According to that source, and another located in the U.S., the regime’s assets have long infiltrated America and are coordinating operations out of mosques and Islamic centers, such as Imam Ali Mosques and the Iman Islamic Center.

Hundreds of the families of the regime officials who are present in America and Canada, in collaboration with the Iranian Embassy in Canada and Interests Section of The Islamic Republic of Iran out of the Pakistani Embassy in Washington, D.C., are also actively recruiting assets and gathering intelligence.

The relatives routinely travel back and forth to Iran, making it easy to pass on information and transfer cash from Iran to the U.S.
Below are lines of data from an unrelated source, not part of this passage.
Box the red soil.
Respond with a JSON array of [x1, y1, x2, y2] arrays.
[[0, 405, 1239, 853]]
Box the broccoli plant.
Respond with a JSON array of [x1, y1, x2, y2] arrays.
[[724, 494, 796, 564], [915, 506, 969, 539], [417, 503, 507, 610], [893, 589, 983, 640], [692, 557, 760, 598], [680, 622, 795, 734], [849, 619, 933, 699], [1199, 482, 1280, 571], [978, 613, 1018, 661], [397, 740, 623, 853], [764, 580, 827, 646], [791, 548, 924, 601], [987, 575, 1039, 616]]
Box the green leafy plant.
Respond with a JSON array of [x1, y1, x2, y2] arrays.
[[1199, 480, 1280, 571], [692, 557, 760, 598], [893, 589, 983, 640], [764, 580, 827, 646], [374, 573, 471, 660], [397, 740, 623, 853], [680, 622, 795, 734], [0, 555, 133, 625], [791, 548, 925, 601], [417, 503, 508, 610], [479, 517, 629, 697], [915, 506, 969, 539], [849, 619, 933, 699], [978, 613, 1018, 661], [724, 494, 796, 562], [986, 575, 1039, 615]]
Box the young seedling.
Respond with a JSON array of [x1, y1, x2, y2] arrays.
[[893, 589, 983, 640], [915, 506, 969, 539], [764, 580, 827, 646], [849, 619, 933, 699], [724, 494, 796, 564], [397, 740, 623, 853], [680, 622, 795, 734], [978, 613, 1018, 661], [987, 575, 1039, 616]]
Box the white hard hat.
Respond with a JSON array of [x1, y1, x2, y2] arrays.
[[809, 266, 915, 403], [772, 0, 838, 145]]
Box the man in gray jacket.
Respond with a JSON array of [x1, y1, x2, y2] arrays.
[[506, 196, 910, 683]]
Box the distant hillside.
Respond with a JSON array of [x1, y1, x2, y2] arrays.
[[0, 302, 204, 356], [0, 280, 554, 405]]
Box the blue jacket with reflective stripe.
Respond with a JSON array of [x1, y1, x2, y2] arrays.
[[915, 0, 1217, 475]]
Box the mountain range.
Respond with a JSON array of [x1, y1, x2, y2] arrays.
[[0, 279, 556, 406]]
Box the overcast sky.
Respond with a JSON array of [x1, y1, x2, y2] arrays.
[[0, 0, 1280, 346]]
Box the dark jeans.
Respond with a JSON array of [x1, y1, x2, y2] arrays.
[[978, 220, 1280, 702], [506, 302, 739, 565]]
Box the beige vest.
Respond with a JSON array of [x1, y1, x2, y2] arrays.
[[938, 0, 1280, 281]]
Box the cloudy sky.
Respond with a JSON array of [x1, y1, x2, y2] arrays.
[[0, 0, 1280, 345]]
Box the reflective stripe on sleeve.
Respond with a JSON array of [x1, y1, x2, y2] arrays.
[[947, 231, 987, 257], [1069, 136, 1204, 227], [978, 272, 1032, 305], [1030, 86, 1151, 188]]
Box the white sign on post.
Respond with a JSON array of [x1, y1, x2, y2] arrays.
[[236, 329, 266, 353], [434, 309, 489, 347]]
Iran’s intelligence apparatus is specifically wooing Americans who convert to Islam. These individuals are approached with offers of a trip to the city of Qom, the hotbed of seminaries in Iran and the center of Shia theology, where they are brainwashed and then approached for collaboration against the infidels.

Hassan Abassi, a former intelligence commander of the Guards and the current strategist of the regime, has stated that Iranian assets in America who would conduct terrorism are not necessarily Iranian and that many are American, Mexican and of Latin American origin.

The source indicated that the recruiters and the regime’s intelligence officers often gather at mosques and Islamic centers. They identify individuals within the Islamic student associations and others who might sympathize with the Islamic regime and try to recruit them.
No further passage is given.